Contract killer gets life in prison for 2013 murder
Manchester higgler Shevano Richards who, while under probe for the 2015 slaying of two brothers in that parish, was found to be the trigger man in the 2013 contract killing of British citizen Arthwell Alphonso Joseph, was on Friday sentenced to life behind bars for the 2013 homicide.
The 48-year-old Joseph, who had retired to Jamaica from Britain with his wife, was shot during a home invasion in September 2013 by Richards and another assailant who is reportedly still on the run.
Supreme Court Judge Justice Grace Henry McKenzie, in sentencing Richards to life behind bars with eligibility for parole after 34 years and seven months on Friday said the murder had all the hallmarks of a contract killing and was “akin”, in her view, to capital murder.
Capital murder includes murder for hire, murder in the course of certain felonies (burglary, robbery, arson, sexual offences), murder of a member of a specified class of persons acting in the course of their duties (security forces, correctional officer, judicial officer, a person carrying out constabulary functions, witness, juror, or justice of the peace), and multiple murders.
Capital punishment remains on the books in Jamaica but may only apply in certain aggravated murder convictions. There have been no executions since 1988, however.
Justice Henry McKenzie, in assessing the case, said she had identified as aggravating factors the nature and seriousness of the offence, the devastating impact on the family, the fact that the murder was committed during a home invasion, and was carried out with a firearm and an accomplice. Further aggravating factors, she said, were the forced entry, the fact that the deceased did not know Richards, the evidence pointing to it being a contract killing, premeditation, and the fact that Richards spat on Joseph after he shot and killed him.
“Murder by any stretch of the imagination is a very serious offence… a life has been lost, a life has been cut short. The impact has been devastating. The family of Mr Joseph will never be able to enjoy his company ever again,” she said, noting that murder crimes have escalated in Mandeville in recent times and permeated the island.
“This case involves a home invasion and, from all indications, the home was forcibly entered. Your home is your sanctuary, it should be a safe space…he was not invited but forced his way there and committed this heinous crime. This deceased did nothing [to deserve this], there is no proof of any history between them. This crime has all the hallmarks of a contract killing and, in my view, could have been capital murder,” the judge declared, adding that this “egregious” feature took the case to “another level”.

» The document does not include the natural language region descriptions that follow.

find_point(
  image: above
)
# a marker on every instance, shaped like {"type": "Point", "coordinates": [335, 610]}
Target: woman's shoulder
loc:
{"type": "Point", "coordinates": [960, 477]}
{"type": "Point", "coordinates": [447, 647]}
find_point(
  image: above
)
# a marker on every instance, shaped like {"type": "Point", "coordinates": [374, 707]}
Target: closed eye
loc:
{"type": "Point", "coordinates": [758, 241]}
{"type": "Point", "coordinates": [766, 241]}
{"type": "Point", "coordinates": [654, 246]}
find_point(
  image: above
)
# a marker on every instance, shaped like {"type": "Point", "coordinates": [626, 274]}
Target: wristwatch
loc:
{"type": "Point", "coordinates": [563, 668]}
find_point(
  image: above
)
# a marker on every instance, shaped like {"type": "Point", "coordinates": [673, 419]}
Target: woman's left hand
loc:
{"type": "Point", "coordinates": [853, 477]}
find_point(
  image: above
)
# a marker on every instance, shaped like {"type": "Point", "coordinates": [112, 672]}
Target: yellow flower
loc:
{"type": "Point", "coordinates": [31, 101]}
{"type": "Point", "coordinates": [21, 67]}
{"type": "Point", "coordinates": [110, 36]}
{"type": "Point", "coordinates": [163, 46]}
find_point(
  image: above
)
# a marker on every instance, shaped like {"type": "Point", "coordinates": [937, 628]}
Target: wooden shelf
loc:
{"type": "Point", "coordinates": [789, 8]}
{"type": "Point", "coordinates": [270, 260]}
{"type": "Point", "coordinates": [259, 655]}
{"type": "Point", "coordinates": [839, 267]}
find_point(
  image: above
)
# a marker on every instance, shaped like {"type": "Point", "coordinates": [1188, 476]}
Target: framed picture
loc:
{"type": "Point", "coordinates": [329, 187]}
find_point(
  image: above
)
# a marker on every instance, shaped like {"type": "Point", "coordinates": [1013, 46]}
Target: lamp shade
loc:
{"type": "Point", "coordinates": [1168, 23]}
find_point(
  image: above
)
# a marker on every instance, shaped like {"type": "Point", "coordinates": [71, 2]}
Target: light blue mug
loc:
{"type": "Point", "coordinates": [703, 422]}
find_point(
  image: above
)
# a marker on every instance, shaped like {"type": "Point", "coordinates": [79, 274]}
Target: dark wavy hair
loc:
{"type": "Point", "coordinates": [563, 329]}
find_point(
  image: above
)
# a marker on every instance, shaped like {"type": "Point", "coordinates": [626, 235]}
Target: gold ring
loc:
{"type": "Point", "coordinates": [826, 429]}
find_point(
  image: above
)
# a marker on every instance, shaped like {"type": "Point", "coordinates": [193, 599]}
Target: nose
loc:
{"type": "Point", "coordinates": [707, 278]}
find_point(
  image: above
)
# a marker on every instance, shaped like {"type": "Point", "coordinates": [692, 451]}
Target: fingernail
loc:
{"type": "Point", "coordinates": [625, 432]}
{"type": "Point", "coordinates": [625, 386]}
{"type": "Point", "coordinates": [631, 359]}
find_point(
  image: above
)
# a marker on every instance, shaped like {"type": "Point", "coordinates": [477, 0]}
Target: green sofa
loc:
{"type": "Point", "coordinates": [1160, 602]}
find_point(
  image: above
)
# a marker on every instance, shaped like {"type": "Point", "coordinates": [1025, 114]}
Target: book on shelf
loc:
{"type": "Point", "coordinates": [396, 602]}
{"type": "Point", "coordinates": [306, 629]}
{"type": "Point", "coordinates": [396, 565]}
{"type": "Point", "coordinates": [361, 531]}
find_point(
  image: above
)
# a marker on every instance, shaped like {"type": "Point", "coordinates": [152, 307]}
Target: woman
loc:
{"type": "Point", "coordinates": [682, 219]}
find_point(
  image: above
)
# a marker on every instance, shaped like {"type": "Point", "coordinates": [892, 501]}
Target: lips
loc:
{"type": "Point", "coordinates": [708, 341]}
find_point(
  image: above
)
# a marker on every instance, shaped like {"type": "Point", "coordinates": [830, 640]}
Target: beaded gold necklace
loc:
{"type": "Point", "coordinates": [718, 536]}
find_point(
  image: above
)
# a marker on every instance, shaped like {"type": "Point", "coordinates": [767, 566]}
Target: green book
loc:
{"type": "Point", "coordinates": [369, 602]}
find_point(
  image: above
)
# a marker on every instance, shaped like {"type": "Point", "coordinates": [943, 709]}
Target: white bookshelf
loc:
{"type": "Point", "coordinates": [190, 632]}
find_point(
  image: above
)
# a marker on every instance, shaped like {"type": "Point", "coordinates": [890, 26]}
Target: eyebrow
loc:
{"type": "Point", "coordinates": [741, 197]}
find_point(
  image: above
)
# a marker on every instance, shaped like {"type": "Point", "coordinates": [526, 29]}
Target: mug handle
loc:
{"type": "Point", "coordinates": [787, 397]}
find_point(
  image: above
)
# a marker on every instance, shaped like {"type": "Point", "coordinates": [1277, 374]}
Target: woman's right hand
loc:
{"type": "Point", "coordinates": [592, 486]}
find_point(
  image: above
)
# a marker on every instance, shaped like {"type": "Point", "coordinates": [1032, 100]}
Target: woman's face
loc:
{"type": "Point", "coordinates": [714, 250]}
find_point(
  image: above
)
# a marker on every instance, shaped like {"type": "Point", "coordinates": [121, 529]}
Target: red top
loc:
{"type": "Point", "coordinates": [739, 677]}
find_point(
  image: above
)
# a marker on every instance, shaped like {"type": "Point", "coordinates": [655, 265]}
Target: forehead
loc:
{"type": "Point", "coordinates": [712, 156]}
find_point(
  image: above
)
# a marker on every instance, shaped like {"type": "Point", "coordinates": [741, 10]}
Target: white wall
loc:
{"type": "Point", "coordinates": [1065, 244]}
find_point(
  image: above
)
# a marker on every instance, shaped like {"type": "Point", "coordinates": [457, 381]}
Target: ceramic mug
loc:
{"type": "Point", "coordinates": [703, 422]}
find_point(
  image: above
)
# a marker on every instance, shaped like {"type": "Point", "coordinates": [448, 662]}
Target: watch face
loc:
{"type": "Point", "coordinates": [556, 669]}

Stating that “all these aggravating factors far outweigh the mitigating factors”, the judge, from a starting point of 32 years given the “aggravating factors”, added 15 years, taking the total to 47 years from which she deducted four years for the mitigating factors and eight years and five months for time already served by Richards, leaving 34 years and seven months.
“So the sentence of the court is that the accused serve life imprisonment and that the accused is not eligible for parole until having served 34 years and seven months behind bars,” she stated.
Joseph’s wife, who gave evidence during the trial, was effusive in her praises for the judge and the prosecution.
“I rate the judge; every aspect of what happened that night she covered, she detailed, and she fairly mentioned the two favourable social statements. I never gave up. I was determined to make that wrong right,” she told the Jamaica Observer after the sentencing.
The Crown, in outlining the allegations, said fortuitously during the investigations into the shooting deaths of two brothers — Oshane Levy, 21 and 27-year-old Anthony Bailey — off Highway Drive, Greenvale, in May 2015, an acquaintance, upon learning that Richards had been taken into custody for those murders, told the police about his boast that he had been the one who had killed Joseph. Richards reportedly bragged that he got money “to kill a man in Manchester”, and even took the individual to the house where Joseph and his wife had lived.
The now 33-year-old Richards, who spent his formative years in St Catherine before relocating to Clarendon and then Manchester, was convicted for the slaying in May this year, after a jury trial.
Richards is scheduled to also stand trial for the killing of the two brothers at a later date, the Observer was told.